Sensitivity of Arterial Hyperelastic Models to Uncertainties in Stress-Free Measurements

Abstract

Despite major advances made in modeling vascular tissue biomechanics, the predictive power of constitutive models is still limited by uncertainty of the input data. Specifically, key measurements, like the geometry of the stress-free (SF) state, involve a definite, sometimes non-negligible, degree of uncertainty. Here, we introduce a new approach for sensitivity analysis of vascular hyperelastic constitutive models to uncertainty in SF measurements. We have considered two vascular hyperelastic models: the phenomenological Fung model and the structure-motivated Holzapfel-Gasser-Ogden (HGO) model.
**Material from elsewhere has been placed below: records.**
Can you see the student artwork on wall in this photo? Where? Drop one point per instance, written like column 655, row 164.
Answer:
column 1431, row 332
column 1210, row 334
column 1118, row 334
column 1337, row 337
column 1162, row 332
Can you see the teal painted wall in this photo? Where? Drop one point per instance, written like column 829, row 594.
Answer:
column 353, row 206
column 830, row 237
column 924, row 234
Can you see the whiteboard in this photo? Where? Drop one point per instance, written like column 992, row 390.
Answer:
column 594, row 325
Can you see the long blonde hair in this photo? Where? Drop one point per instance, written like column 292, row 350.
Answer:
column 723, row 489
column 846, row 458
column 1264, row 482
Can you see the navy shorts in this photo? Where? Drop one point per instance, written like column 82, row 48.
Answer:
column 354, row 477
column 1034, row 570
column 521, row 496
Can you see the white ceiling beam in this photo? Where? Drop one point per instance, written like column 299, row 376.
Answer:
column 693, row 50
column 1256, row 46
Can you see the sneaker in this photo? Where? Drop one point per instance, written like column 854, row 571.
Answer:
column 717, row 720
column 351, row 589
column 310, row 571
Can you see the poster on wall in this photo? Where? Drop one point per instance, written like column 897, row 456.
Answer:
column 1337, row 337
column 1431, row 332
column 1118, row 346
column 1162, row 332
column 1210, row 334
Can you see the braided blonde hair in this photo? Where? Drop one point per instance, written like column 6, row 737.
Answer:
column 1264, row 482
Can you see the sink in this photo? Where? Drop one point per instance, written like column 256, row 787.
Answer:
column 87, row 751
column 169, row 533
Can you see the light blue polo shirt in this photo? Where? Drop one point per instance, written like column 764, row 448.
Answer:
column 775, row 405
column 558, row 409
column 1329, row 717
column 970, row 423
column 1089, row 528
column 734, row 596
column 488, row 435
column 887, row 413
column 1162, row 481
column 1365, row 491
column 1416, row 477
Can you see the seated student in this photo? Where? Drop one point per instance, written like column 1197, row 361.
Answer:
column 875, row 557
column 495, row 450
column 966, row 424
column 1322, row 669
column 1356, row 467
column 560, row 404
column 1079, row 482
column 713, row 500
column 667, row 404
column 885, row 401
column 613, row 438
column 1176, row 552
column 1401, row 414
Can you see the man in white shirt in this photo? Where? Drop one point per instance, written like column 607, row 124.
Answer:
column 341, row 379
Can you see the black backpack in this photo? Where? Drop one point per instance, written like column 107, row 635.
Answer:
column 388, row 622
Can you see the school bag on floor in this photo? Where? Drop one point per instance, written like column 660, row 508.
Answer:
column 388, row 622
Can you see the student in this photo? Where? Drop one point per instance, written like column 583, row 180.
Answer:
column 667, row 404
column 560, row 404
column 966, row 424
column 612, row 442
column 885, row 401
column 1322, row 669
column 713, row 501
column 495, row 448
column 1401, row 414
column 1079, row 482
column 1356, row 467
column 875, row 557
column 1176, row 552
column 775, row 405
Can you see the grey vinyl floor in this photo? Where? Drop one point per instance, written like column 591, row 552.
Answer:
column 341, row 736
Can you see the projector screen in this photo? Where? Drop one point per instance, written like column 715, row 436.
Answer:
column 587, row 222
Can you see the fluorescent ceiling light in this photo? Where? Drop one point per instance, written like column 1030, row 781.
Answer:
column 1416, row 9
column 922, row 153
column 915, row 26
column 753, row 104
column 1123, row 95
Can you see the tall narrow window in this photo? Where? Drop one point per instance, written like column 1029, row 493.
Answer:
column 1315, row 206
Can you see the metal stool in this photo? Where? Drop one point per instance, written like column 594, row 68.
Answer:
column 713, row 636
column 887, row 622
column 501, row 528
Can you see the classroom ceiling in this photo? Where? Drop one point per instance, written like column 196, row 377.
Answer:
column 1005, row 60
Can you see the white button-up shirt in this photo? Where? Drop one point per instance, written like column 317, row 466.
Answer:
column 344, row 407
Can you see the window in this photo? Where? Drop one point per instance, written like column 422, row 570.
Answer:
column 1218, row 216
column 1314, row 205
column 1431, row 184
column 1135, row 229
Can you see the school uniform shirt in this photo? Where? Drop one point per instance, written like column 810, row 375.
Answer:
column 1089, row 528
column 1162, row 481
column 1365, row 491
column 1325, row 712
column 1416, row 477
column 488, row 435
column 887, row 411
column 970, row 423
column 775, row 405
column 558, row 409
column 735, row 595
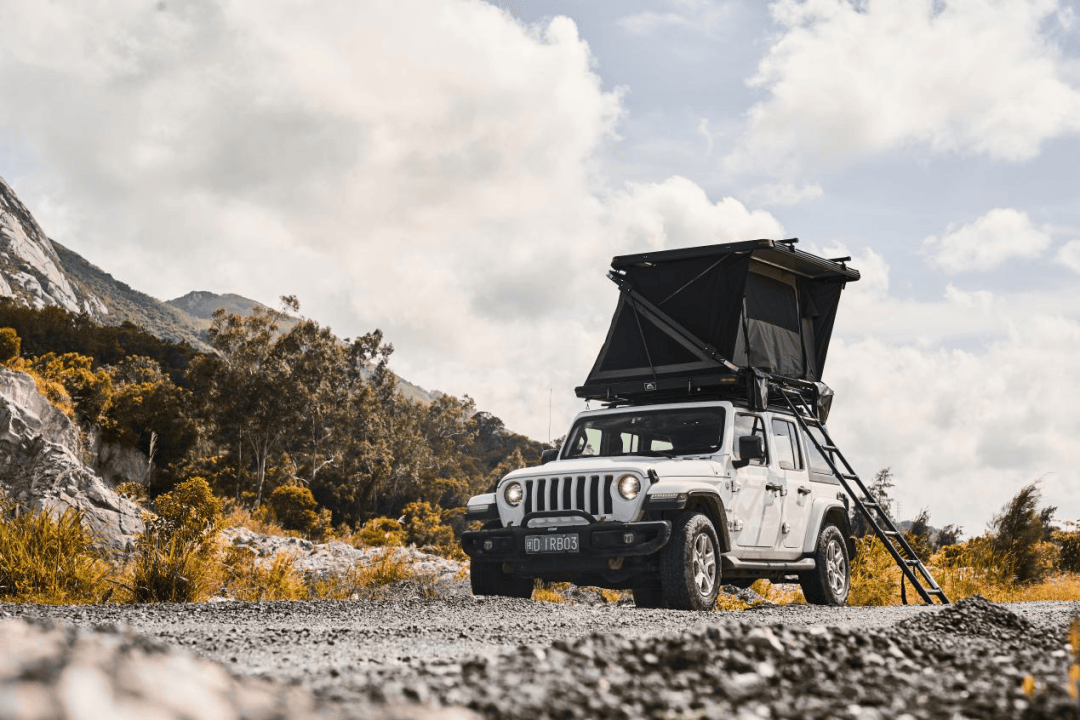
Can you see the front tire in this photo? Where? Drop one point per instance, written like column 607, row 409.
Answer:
column 690, row 564
column 829, row 582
Our results indicate up to 160% errors in the identified constitutive parameters for a 5% measurement uncertainty in the SF data. Relative margins of errors of up to 30% in the luminal pressure, 36% in the axial force, and over 200% in the stress predictions were recorded for 10% uncertainties. These findings are relevant to the large body of studies involving experimentally based modeling and analysis of vascular tissues. The impact of uncertainties on calibrated constitutive parameters is significant in context of studies that use constitutive parameters to draw conclusions about the underlying microstructure of vascular tissues, their growth and remodeling processes, and aging and disease states. The propagation of uncertainties into the predictions of biophysical parameters, e.g., force, luminal pressure, and wall stresses, is of practical importance in the design and execution of clinical devices and interventions. Furthermore, insights provided by the present findings may lead to more robust parameters identification techniques, and serve as selection criteria in the trade-off between model complexity and sensitivity.